Tuesday, August 18, 2015

Shoes!

One of Nora's first and favorite words is "shoes!"  Pronounced with a special lilt and emphasis! Whether it is used as she looks for her own little pink Nikes, or carries her Daddy's heavy shoe around, it is obvious she loves shoes.  This week I watched as she took her own shoes off and tried again and again to put on my sandals and walk.  I laughed with her as she tried, but my thoughts about the scene lasted for a long time after our giggles. It is a great privilege and a great responsibility to think about her wearing my shoes or following my footsteps.  It is serious business, being a grandmother.

Sunday, July 5, 2015



Nora celebrated the Fourth of July with water!  She discovered the fun of sprinklers and splashing, tasting drops and chasing bubbles,  and made it all new again for the rest of us.  We lined our front sidewalk with tiny flags, grilled hot dogs and sweet corn and finished with homemade ice cream. But it was her little girl's excitement and laughter that made the day one we will always remember. I recently saw a billboard by the freeway that announced "Memories happen without warning." It was advertising vacations in Colorado, but we don't have to plan a trip or travel for the happening. On our back porch, on July 4, 2015, hearts filled up and ran over with happiness that is now a forever memory.

Friday, May 22, 2015

Wow!

Nora's favorite new word is Wow!  When I am with her, my favorite word is Joy! I begin smiling this big, too. I pray she keeps this joie de vivre forever, and that I will remember that my smiles and enthusiasm can help to change clouds to sunshine for other people.  Thank you for a good life lesson, Nora.

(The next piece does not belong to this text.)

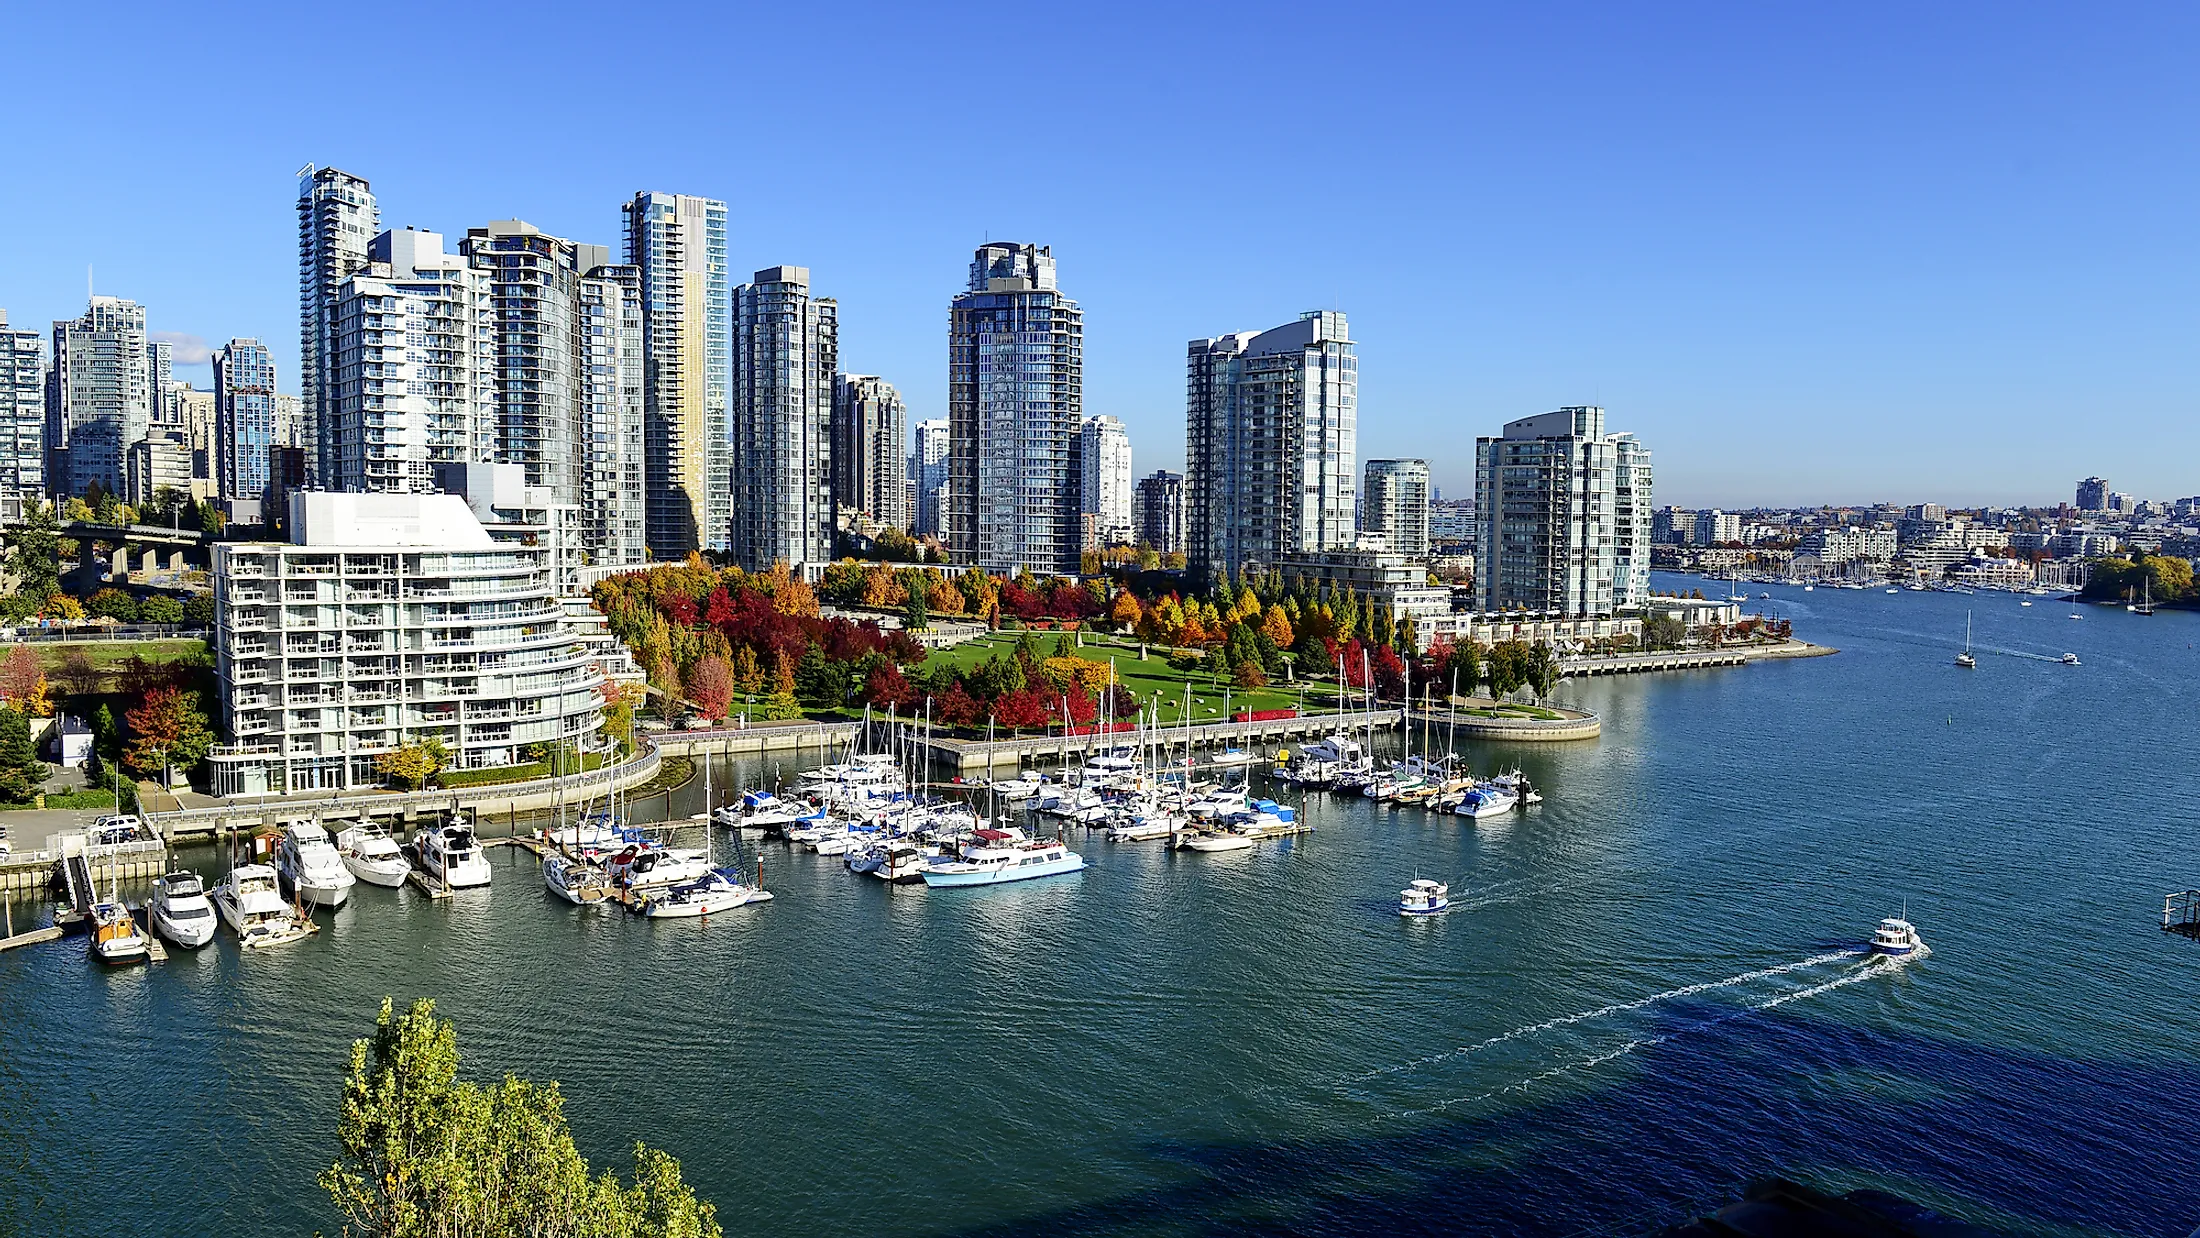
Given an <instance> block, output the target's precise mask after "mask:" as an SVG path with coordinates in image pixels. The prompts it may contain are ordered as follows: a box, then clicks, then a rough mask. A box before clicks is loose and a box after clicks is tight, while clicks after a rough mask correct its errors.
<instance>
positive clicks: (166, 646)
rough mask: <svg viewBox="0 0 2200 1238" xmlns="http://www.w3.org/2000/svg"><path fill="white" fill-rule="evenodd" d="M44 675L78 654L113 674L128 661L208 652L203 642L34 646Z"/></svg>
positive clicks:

Joie de vivre is a French phrase often used in English to express a cheerful enjoyment of life; an exultation of spirit.
" `It "can be a joy of conversation, joy of eating, joy of anything one might do…  may be seen as a joy of everything, a comprehensive joy, a philosophy of life, a Weltanschauung. Robert's Dictionnaire says joie issentiment exaltant ressenti par toute la conscience, that is, involves one's whole being." ` Wikipedia

Thursday, April 9, 2015

             
Nora was only a few weeks old last Easter, but this year she proudly walked around for all to see her Easter outfit!  Her Dad held her proudly as he brought her into our church's Easter breakfast wearing all the special clothes her Mommy had assembled for her. We were amazed how long the hat stayed on her dark haired head.  Later, at home when her shoes and stockings were given up for sweet bare feet, her hat traded for bunny ears. I looked around at the gathering her parents had assembled - fond grandparents, aunts, uncles, and proud cousin, and remembered a sweet line from a Fernando Ortega song called "This Time Next Year."

"... hold her high, because we are lifted in her laughter!"  

posted with gratitude to Ben and Kristen and Nora, and also to Nora's other grandmother, Desiree, who outdid herself cooking our Easter brunch.